There is no $4 trillion in new deficit savings, because $1.2 trillion was already scored by the supercommittee. Plus, another $1 trillion was already counted as savings from the wind-downs in Afghanistan and Iraq. And $800 billion comes from interest savings, not program cuts.

So maybe there’s $1 trillion in spending reduction over ten years. But as the details trickle out, that’s a big maybe.

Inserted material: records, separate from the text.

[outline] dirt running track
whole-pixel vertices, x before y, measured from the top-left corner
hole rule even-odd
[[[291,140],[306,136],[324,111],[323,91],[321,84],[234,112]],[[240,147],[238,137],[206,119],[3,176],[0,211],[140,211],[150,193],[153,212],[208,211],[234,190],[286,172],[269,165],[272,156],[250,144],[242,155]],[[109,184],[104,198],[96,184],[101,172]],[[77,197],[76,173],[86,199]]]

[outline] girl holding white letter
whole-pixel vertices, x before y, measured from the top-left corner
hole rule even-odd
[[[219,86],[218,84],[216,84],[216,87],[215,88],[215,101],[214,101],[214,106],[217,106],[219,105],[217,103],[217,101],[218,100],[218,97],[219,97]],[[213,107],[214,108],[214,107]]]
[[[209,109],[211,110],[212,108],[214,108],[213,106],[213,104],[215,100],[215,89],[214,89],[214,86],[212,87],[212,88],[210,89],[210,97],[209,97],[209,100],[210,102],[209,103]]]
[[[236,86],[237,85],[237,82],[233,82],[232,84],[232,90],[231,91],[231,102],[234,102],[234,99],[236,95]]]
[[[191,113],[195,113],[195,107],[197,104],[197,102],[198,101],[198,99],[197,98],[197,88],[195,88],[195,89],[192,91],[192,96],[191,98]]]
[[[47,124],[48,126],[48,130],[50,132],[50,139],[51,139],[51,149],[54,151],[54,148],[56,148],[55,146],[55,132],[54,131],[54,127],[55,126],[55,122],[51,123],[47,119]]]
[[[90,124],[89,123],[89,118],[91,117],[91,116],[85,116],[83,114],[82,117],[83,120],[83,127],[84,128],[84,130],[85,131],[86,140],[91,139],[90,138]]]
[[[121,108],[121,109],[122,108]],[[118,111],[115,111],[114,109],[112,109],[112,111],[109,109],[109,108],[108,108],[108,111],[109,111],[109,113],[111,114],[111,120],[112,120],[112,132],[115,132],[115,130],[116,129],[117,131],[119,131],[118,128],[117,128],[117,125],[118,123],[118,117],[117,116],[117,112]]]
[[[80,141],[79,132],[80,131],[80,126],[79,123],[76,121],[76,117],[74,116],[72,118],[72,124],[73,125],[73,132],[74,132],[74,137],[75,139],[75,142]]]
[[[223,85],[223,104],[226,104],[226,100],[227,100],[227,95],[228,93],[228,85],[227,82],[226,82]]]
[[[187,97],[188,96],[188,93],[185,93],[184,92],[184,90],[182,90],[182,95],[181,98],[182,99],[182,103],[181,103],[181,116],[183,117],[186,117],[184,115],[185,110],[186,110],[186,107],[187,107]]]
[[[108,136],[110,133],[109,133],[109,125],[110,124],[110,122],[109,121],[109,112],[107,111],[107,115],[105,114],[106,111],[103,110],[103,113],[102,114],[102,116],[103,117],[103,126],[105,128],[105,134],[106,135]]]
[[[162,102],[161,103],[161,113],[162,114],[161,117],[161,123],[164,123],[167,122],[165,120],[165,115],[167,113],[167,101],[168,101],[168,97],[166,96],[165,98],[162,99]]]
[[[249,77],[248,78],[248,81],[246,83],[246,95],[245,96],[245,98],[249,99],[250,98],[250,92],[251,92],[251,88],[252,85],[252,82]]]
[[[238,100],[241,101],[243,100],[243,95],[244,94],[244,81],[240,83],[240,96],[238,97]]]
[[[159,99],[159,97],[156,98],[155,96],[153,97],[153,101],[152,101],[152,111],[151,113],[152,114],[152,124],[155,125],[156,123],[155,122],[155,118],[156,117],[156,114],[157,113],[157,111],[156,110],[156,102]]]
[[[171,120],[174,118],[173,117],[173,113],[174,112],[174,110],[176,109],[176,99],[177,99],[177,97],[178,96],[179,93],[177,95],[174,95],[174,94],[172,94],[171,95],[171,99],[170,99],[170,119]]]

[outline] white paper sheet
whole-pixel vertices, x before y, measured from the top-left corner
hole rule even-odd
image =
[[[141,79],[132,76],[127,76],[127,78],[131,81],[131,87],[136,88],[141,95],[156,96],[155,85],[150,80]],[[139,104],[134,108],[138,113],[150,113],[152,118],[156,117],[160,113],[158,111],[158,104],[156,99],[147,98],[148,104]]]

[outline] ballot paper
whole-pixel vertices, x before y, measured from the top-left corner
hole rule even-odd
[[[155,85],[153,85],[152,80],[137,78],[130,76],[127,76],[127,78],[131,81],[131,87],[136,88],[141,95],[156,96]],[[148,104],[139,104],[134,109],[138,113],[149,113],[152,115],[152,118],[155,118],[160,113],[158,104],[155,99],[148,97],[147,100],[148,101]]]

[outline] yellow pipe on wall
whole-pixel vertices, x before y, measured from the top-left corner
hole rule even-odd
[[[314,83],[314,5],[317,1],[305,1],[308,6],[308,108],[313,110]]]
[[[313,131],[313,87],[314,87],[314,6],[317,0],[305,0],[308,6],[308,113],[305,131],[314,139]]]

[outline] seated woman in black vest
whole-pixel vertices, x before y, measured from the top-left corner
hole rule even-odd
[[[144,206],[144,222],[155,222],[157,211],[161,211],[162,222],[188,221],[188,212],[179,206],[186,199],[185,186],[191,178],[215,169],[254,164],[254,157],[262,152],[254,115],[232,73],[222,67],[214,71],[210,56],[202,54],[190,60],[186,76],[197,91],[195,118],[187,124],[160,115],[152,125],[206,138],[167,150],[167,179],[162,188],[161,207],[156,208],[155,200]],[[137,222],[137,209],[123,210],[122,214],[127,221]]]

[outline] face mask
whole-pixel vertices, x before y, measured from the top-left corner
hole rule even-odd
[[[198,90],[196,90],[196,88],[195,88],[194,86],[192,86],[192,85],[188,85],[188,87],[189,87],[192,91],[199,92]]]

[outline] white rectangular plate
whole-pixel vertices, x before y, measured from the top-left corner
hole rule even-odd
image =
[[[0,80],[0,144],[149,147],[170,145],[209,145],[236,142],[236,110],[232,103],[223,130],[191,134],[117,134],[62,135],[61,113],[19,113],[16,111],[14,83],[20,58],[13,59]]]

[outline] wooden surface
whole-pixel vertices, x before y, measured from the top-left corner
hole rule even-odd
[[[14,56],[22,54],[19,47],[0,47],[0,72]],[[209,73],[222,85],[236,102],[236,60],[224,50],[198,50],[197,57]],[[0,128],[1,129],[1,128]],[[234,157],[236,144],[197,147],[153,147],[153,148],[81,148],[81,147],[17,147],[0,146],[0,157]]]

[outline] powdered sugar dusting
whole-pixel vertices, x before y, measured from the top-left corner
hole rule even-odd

Compare that to $47 trillion of total spending increases and at least $1.5 trillion of tax hikes.

The deficit for the coming year, which is $1.3 trillion, would be 8.5 percent of GDP. More important, budget spending remains at over 24 percent of GDP. Debt held by the public for 2013 would be $12.7 trillion, or 77.4 percent of GDP. In terms of ten-year totals, spending would rise by $47 trillion and deficits by $6.7 trillion.

Really, this is a budget that says we must raise taxes in order to raise spending. It’s a 1 percent vs. 99 percent budget. But if these tax hikes ever went through it would be a 100 percent whack at future economic growth.

Obama chief of staff Jack Lew was wrong yesterday to suggest that a budget passed in the Senate requires 60 votes. By law, budget reconciliation requires only 51 votes. But this budget is dead on arrival. All the Republicans and many of the Democrats are not going to vote for across-the-board tax hikes. That’s a good thing.

But the question now is: What happens next? The U.S. is in a heap of fiscal trouble — on the verge of bankruptcy. What are we going to do about it?